Kaggle: Salt Segmentation

This article documents my thoughts and processes on my first Kaggle competition. The objective of this competition was to identify salt from sub-surface geological images. Professional seismic imaging still requires expert human interpretation of salt bodies, leading to subjective, highly variable renderings. The variability in these results can lead to potentially dangerous scenarios for oil and gas drilling companies. The competition was posted in an attempt to garner machine-learning based solutions that could improve the status-quo.

Given that this was my first competition and that I would only be able to work on the competition in my spare time, my objectives were to get a feel for how the competition process worked, apply my skills to an interestng and different problem, and to work on developing new skills and knowledge. With that covered, let’s dive in!

Model Selection

For this challenge, I chose to build a U-net model, as their ability to perform image segmentation suits the given challenge. At a high level, U-nets are a convolutional neural network model where for each layer, the X and Y dimensions slowly decrease and the number of filters (Z dimension) increases relative to the previous layer. Once this process has happened a few times (the extent of this decreasing is a model hyper-parameter), the opposite then happens, with layer X and Y dimensions increasing as the number of filters decreases. Finally, there is a layer at the end for per-pixel classification based on the segmentation. An image of an example u-net (from the linked paper) encapsulating this process is shown below.

U-net model

Data Loading and Segmentation

I used the python package pandas to import the data. A separate data frame was used for the training and test data. Each of the data frames contained image identifiers, the depth the image was taken, and the actual image itself. The code snippet for generating these data frames is below.

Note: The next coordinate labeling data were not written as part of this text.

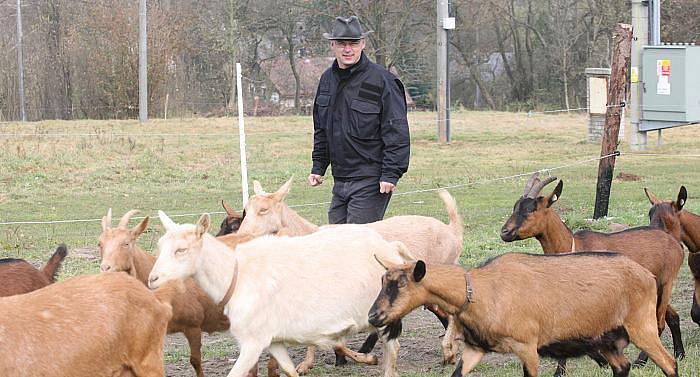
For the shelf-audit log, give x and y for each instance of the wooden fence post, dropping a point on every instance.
(616, 96)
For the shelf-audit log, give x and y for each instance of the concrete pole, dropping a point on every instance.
(442, 13)
(640, 37)
(20, 63)
(143, 63)
(241, 135)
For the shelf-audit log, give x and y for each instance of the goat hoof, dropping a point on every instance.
(303, 369)
(373, 360)
(639, 363)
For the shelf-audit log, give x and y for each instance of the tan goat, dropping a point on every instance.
(89, 326)
(556, 305)
(193, 310)
(685, 227)
(427, 238)
(653, 248)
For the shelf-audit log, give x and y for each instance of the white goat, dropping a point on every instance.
(311, 290)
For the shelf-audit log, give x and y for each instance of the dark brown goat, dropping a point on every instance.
(556, 305)
(87, 326)
(685, 227)
(232, 221)
(17, 276)
(653, 248)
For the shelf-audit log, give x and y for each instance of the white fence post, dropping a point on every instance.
(241, 135)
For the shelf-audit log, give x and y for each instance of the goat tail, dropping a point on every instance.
(54, 263)
(456, 222)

train_df = pd.read_csv("./train.csv", index_col="id", usecols=[0])
depths_df = pd.read_csv("./depths.csv", index_col="id")
train_df = train_df.join(depths_df)
test_df = depths_df[~depths_df.index.isin(train_df.index)]

print('Loading Training Images...')
train_df["images"] = [np.array(load_img(train_image_dir+"{}.png".format(idx), grayscale=True)) / 255 
                      for idx in tqdm_notebook(train_df.index)]
print('Loading Training Masks...')
train_df["masks"] = [np.array(load_img(train_mask_dir+"{}.png".format(idx), grayscale=True)) / 255 
                     for idx in tqdm_notebook(train_df.index)]

To learn optimal model parameters, it is necessary to split the training data into two sets, model training and model validation. In particular, the final layer of the model will be a sigmoid layer, and the validation data will be used here to set an optimal threshold value for classification of each pixel as either salt or not salt.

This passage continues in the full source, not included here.